Abstract

Dear Editor,
Recently, we came across the development of new-onset atrial fibrillation (AF) while performing fractional flow reserve (FFR) for the two patients with borderline lesions of the left anterior descending (LAD) and right coronary arteries (RCA). The use of adenosine for the termination of supraventricular tachycardia is a common indication. The hemodynamic evaluation of a coronary lesion prior to revascularization has grown after the publication of the FAME and FAME 2 trials.1, 2 In the catheterization laboratory, intracoronary or intravenous adenosine is used to document the significance of borderline lesions as a vasodilator. Transient bradyarrhythmia is known as an adverse effect. The development of AF following intracoronary or intravenous infusions of adenosine is a rare occurrence.3, 4
Case 1
A 48-year-old male, hypertensive, chronic alcoholic, and tobacco chewer, was admitted for 2 months with complaints of recent onset effort angina. He was on treatment for alcoholic optic neuritis. Initial evaluation of electrocardiography revealed T-wave inversions in inferolateral leads. Echocardiography revealed mild concentric left ventricular hypertrophy with normal left ventricular systolic and diastolic functions. Cardiac manufacturers were unremarkable. He was subjected to coronary angiography, which demonstrated single-vessel intermediate, 60%–70% lesion of the distal segment of the RCA. As a result, for the FFR, intracoronary adenosine doses of 90 mcg and 120 mcg were given in succession. The FFR was non-significant (0.93).
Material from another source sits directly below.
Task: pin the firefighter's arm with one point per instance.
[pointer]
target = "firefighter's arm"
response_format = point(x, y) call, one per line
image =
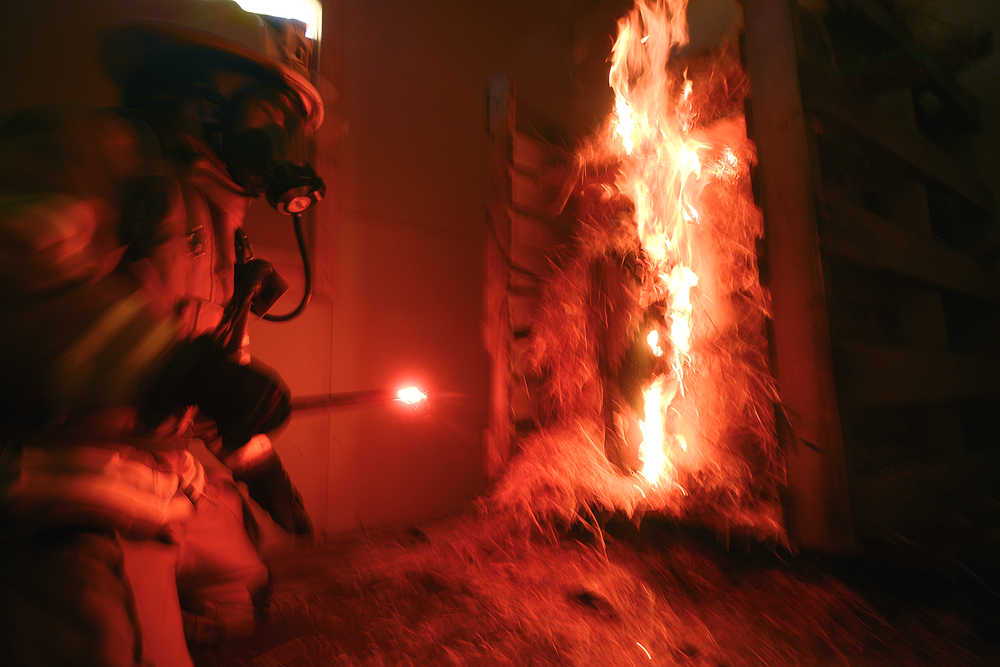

The patient developed AF with a fast ventricular rate (150–160 beats per minute). He was asymptomatic, and his hemodynamics were normal. As intravenous metoprolol 5 mg failed to restore normal sinus rhythm, a bolus dose of 150 mg intravenous amiodarone was given, followed by an infusion. After 8 hours, the patient’s sinus rhythm returned to normal. He was discharged the next day on aspirin 75 mg once daily, metoprolol succinate 25 mg once daily, and atorvastatin 40 mg at bedtime because his FFR was >0.8.
Case 2
A 67-years old, male, hypertensive and diabetic, general physician, got admitted for coronary angiography for exertional breathlessness over last 6-months despite good control of cardiovascular risk factors. He is on active treatment of bronchial asthma. He demonstrated intermediate lesion of proximal segment of the LAD and the need for FFR to document the significance of the lesion was discussed with him. The FFR was 0.82, indicating that aggressive medical management was recommended. Intracoronary adenosine was injected 120 mcg followed by 160 mcg, which lead to development of atrial fibrillation with fast ventricular rate. Intravenous diltiazem could not revert to normal sinus rhythm, intravenous bolus of amiodarone (150 mg) followed by infusion could establish normal sinus rhythm after 6 hours. He was discharged next day with prescription of metoprolol 25 mg twice daily, rosuvastatin 40 mg at bed time, aspirin 75 mg once daily.
Adenosine and Atrial Fibrillation: Electrophysiological Correlation
Adenosine and its ability to cause cardiac arrhythmia are already well-established. The correlation with AF induction after adenosine myocardial perfusion stress testing has been verified by adenosine infusions used for diagnosing significant coronary artery disease. 5 As a function of this category, adenosine is both capable of reducing atrial intervals and shortening its action potential and refractory periods, rendering the atrial myocardium more vulnerable to arrhythmia activation. No occurrence of this complication linked to the FFR evaluation is currently recorded. 6 Furthermore, research connects adenosine administration to the development of PACs, which is associated with the development of AF.
There is no recorded prevalence of this complication associated with FFR measurement at this time; nonetheless, the morbidity attributed to AF renders this an essential side effect to evaluate during the functional assessment of intermediate coronary lesions. It is unknown whether this consequence is much more common with intracoronary or intravenous adenosine treatment. Furthermore, the effect of intracoronary adenosine dosage, delivery to the left or right coronary system, coronary dominance, and the proportion of ischemic myocardium on the onset of AF is unclear.
A very unusual consequence of intracoronary adenosine injection during daily catheterization room procedures, such as the measurement of FFR, has been documented in these clinical instances. It is important to keep in mind the possibility of atrial fibrillation being induced during an FFR assessment in light of its expanding usage.
Footnotes
Declaration of Conflicting Interests
The author declared no potential conflicts of interest with respect to the research, authorship, and/or publication of this article.
Funding
The author received no financial support for the research, authorship, and/or publication of this article.